Moving on to the presentation Neha Mehta-Shah, MD, MSCI, of Siteman Cancer Center, gave on advances in the management of relapsed/refractory DLBCL, what has become clear about the treatment paradigm?

Relapsed/refractory DLBCL is a situation, again, where there has been tremendous progress over the past several years to the point that there’s a plethora of potential options or pathways to consider for patients in this category. Treating physicians have a bit of a conundrum as to whether to pursue cellular therapies or transplant or other novel agents and in what sequence makes sense for individual patients. It’s nothing but a good thing that now there are so many different types of options and specific therapies.

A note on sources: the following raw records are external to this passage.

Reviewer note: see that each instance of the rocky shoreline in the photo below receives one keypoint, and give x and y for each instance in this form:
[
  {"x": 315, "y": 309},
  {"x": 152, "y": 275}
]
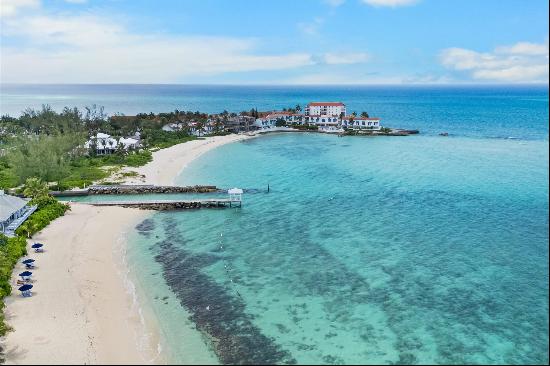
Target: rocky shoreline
[{"x": 135, "y": 189}]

Brad S. Kahl, MD, of Siteman Cancer Center, closed out the night by speaking about CLL management. What distinguishes the treatment paradigm from that of other hematologic malignancies?

What I took from Dr Kahl’s presentation is that in the CLL field, once again, I’m very heartened to see that there has been quite a bit of progress in terms of new agents in this field. For some patients, it is a now a realistic option that traditional chemotherapy perhaps could be avoided in the appropriate setting. It’s also become quite clear that with more experience with the different targeted agents, now second-generation and even third-generation agents, which are coming to the forefront, in terms of efficacy and adverse effect profile, [physicians know] which agents might be preferentially used.

*Editor’s Note: This interview took place prior to the February 28, 2022, FDA approval of pacritinib for the treatment of adult patients with intermediate- or high-risk primary or secondary (post-polycythemia vera or post-essential thrombocythemia) myelofibrosis with a platelet count below 50 × 109/L.